Design: It was a cross sectional survey.
Study Settings: The present study was carried at Surgical Unit-I of Sir Ganga Ram Hospital, Lahore over 6
months from Jan 2018 to June 2018.
Methods: The study involved 139 patients of both genders aged between 20-70 years diagnosed of cholelithiasis and suspected of choledocholithiasis on raised serum alkaline phosphatase level (≥400 IU/L). These patients underwent open cholecystectomy with CBD exploration and diagnosis of choledocholithiasis was confirmed operatively which was taken as gold standard and results of raised serum alkaline phosphatase level were judged accordingly as true positive or false positive. An informed consent was taken from each patient.

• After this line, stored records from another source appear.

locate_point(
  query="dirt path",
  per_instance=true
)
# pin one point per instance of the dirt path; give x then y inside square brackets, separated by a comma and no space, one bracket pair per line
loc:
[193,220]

Results: The mean age of the patients was 44.1±12.7 years. Majority (52.5%) of the patients were aged
between 30-50 years followed by >50 years (26.6%) and <30 years (20.9%). There were 37(26.6%) male and
102 (73.4%) female patients with a male to female ratio of 1:2.8. Diagnosis of choledocholithiasis was confirmed in 125 (89.9%) patients on operative findings. Thus there were 125 true positive and 14 false positive cases which yielded a positive predictive value of 89.9% for raised serum alkaline phosphatase level (≥400 IU/L) in the diagnosis of choledocholithiasis taking operative findings as gold standard.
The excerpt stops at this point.